A standard (beta) Vae was used with the following improvements:
- Using desubpixel and subpixel for up sampling and down sampling. This method allows creating smaller feature maps without losing information like in pooling layers, the image is just split to more channels. 1x1 convolution are used to reduce the number of channels later (for fewer parameters in the fully connected layers). This improvement is inspired by this paper
- VGG perceptual loss is used as an addition to the regular reconstruction loss. In VAE's, MSE or BCE loss is usually used as the reconstruction loss which produces sharp photos because it makes improves the reconstruction error on average of all pixels, but ignores the relations between neighboring pixels. VGG loss passes both original image and reconstructed image through the first few feature layers of VGG pretrained network and then uses MSE loss. this makes sharper reconstructions. inspired by this paper
Generally, a very deep model with residual blocks was used. In order to reduce the amount of trained parameters, which lay mostly in the fully connected layers, 1x1 convolution was used to reduce the number of channels.
input: 3x256x256 image batch | output |
---|---|
1x1 convolution to create feature maps followed by Leaky RELU | 8x256x256 |
5 Residual Blocks* of 3x3 convolution | 8x256x256 |
Subpixel (nn.PixelUnshuffle) with factor of 2 | 32x128x128 |
1x1 convolution | 16x128x128 |
5 Residual Blocks* of 3x3 convolution | 16x128x128 |
Subpixel (nn.PixelUnshuffle) with factor of 2 | 64x64x64 |
1x1 convolution | 32x64x64 |
5 Residual Blocks* of 3x3 convolution | 32x64x64 |
Subpixel (nn.PixelUnshuffle) with factor of 2 | 128x32x32 |
1x1 convolution | 64x32x32 |
5 Residual Blocks* of 3x3 convolution | 64x32x32 |
1x1 convolution + Leaky RELU | 32x32x32 |
1x1 convolution + Leaky RELU | 16x32x32 |
1x1 convolution + Leaky RELU | 8x32x32 |
FC layer with output of 512 units and Leaky RELU | 512 |
Layer Norm | 512 |
FC layer with output of 256 units and Leaky RELU | 256 |
Layer Norm | 256 |
Two identical FC layers followed by Leaky Relu (for mu and sigma) | 256x2 |
Two Identical FC layers to produce mu and sigma for latent space of size 128 | 128x2 |
*Residual blocks are composed of the following layers where the output is the result added to the input:
- 3x3 convolution
- Leaky RELU
- 3x3 convolution
The decoder is a mirror image of the encoder - Subpixel (nn.PixelUnshuffle) are replaced with desubpixel (nn.Pixelshuffle) and the rest remains the same.

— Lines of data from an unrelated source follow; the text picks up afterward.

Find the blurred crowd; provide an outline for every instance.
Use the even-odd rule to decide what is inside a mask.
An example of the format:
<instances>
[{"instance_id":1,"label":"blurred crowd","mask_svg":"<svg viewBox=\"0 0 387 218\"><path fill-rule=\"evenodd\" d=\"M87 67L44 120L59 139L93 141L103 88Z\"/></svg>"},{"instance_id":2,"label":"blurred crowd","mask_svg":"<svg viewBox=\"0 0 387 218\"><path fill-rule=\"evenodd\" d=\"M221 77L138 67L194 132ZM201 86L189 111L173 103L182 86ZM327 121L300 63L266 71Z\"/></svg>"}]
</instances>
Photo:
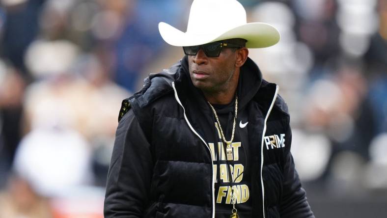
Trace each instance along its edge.
<instances>
[{"instance_id":1,"label":"blurred crowd","mask_svg":"<svg viewBox=\"0 0 387 218\"><path fill-rule=\"evenodd\" d=\"M240 2L281 33L249 56L288 103L304 184L387 193L387 0ZM103 217L121 102L182 57L157 25L184 30L191 2L0 0L0 218Z\"/></svg>"}]
</instances>

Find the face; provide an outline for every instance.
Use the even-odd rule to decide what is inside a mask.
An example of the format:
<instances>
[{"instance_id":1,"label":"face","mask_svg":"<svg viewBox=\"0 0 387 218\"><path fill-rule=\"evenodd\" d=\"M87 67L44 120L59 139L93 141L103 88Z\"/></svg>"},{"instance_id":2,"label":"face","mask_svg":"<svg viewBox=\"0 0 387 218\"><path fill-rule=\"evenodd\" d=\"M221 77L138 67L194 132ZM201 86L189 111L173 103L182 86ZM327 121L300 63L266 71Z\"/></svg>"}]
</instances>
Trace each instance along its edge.
<instances>
[{"instance_id":1,"label":"face","mask_svg":"<svg viewBox=\"0 0 387 218\"><path fill-rule=\"evenodd\" d=\"M200 49L195 55L188 55L192 82L204 92L226 90L238 82L235 78L237 55L235 50L224 48L219 57L209 57Z\"/></svg>"}]
</instances>

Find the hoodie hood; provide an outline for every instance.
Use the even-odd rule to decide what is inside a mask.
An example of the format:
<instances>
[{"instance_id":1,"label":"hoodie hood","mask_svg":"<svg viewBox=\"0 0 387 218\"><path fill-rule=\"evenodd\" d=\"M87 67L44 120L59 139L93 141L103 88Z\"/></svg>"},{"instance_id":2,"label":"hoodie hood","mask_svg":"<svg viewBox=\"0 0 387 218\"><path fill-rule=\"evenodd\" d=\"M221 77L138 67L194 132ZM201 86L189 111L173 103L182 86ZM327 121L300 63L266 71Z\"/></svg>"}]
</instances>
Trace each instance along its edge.
<instances>
[{"instance_id":1,"label":"hoodie hood","mask_svg":"<svg viewBox=\"0 0 387 218\"><path fill-rule=\"evenodd\" d=\"M199 100L200 105L205 105L207 108L207 102L205 100L202 92L194 85L191 80L189 70L188 69L188 58L185 56L180 61L180 69L178 71L179 75L177 78L176 82L182 82L182 83L189 84L183 88L187 92L191 92L195 96L201 96L202 101ZM168 70L163 71L165 74ZM237 88L238 96L238 107L244 108L246 105L254 97L258 92L262 82L262 75L258 66L249 57L248 57L246 62L241 67ZM186 93L186 94L188 94Z\"/></svg>"}]
</instances>

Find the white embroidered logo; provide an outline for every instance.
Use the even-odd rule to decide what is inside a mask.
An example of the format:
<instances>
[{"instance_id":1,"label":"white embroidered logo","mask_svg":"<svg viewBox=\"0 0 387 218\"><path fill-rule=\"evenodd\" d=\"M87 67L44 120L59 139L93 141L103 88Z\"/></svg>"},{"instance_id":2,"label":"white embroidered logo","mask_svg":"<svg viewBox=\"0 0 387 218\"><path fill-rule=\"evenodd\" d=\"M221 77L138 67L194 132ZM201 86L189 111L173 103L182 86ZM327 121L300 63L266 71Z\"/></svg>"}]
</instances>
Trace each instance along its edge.
<instances>
[{"instance_id":1,"label":"white embroidered logo","mask_svg":"<svg viewBox=\"0 0 387 218\"><path fill-rule=\"evenodd\" d=\"M264 139L268 150L285 147L285 134L265 136Z\"/></svg>"},{"instance_id":2,"label":"white embroidered logo","mask_svg":"<svg viewBox=\"0 0 387 218\"><path fill-rule=\"evenodd\" d=\"M239 127L241 128L244 128L245 127L246 127L246 126L247 126L247 124L249 122L246 122L245 123L242 123L242 120L241 120L241 122L239 123Z\"/></svg>"}]
</instances>

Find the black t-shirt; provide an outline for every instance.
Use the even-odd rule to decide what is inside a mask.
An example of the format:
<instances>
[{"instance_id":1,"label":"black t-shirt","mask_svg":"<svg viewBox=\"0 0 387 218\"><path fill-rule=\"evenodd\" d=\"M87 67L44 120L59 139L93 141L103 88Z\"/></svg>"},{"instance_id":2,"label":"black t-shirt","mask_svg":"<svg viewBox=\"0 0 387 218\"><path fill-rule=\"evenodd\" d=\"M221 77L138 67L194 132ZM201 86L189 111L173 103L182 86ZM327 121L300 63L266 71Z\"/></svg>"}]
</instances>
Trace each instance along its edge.
<instances>
[{"instance_id":1,"label":"black t-shirt","mask_svg":"<svg viewBox=\"0 0 387 218\"><path fill-rule=\"evenodd\" d=\"M234 101L226 105L213 105L213 106L217 111L225 139L229 140L234 121ZM217 218L228 218L231 215L232 190L235 192L235 208L239 217L244 218L251 216L250 169L247 155L249 153L247 117L246 111L238 112L234 139L231 143L232 160L227 160L226 145L222 142L216 122L214 125L217 132L215 133L217 138L215 141L207 142L213 154L214 173L217 178L214 193ZM215 118L214 120L216 120Z\"/></svg>"}]
</instances>

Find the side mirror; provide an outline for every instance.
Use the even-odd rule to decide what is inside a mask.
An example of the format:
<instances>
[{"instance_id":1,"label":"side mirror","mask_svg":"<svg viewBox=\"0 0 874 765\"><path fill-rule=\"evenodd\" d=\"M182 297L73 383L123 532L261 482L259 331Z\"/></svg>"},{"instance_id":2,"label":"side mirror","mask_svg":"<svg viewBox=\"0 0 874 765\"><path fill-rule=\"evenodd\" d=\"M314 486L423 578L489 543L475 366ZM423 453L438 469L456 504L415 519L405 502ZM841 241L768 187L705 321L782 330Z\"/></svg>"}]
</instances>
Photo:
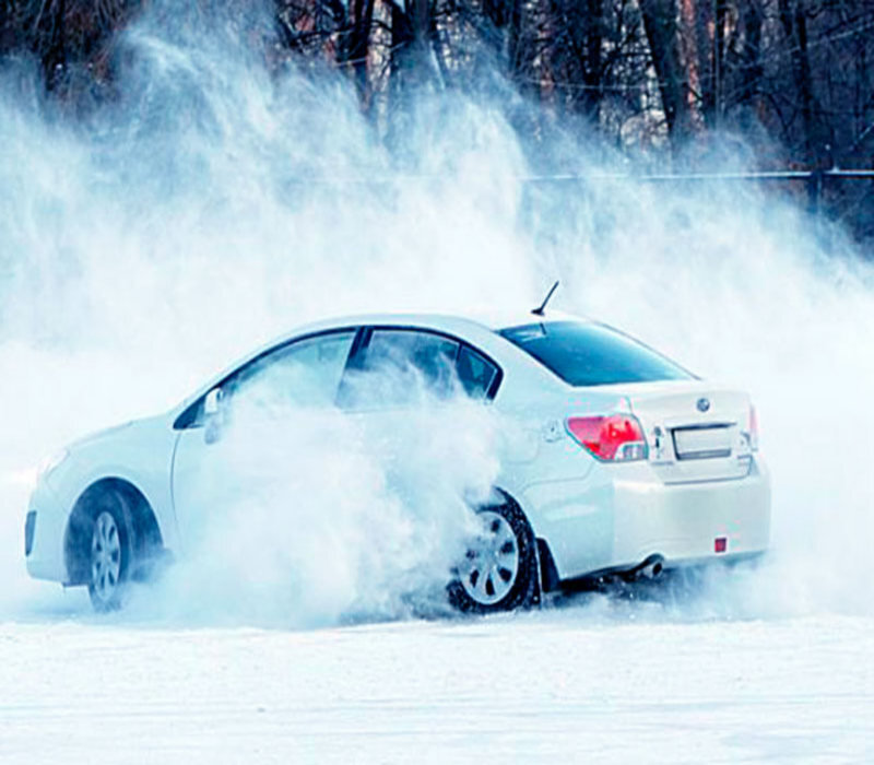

More visualizations can be seen in SampleAndVisualize.ipynb.
This is done by calculating the mean s.t.d and mean of the entire dataset and sampling from this parameters. Actualy a small trick had to be applied to get good images due to some anomalies in the s.t.d vector, look at SampleAndVisualize.ipynb.
The data set is made of 1043 images. 273 of them are images taken from my phone during the last year and the rest were extracted from approximately 50 videos captured with my phone as well. For each second in each video, 3 images were taken, then most of them were filtered manually. Finally, all images were cropped and down-sampled to two data sets: 128x128 and 256x256. The first one was used for experimenting with the architecture.
The dataset is divided to normal images and images that were extracted from videos. The reason is that the images that were taken from videos have lower quality and repetitive, therefore, during training they were sampled with lower probability of p=0.5. Recall that There are match more images from videos then normal images which makes this probability lower than just drawing random image from the entire dataset.
The model was trained for 5k episodes with learning rate of 4e-4 and 2.5k more epochs with learning rate of 2e-5. The hyper-parameters used for training are here
During training, the following augmentations were performed on each sample:
- Random warp perspective with distortion rate of 0.1, it can be seen that generated images are also warped and have some black pixel near the edges
- Random crop with ratio between 0.8 and 1
- horizontal flip with probability of 0.5
-
Clone the repository, it contains the processed data set
-
run
pip install requirements.txt
You might need to install the appropriate version of pytorch manually.
-
run Train256.py, which contains the hyper-parameters as well.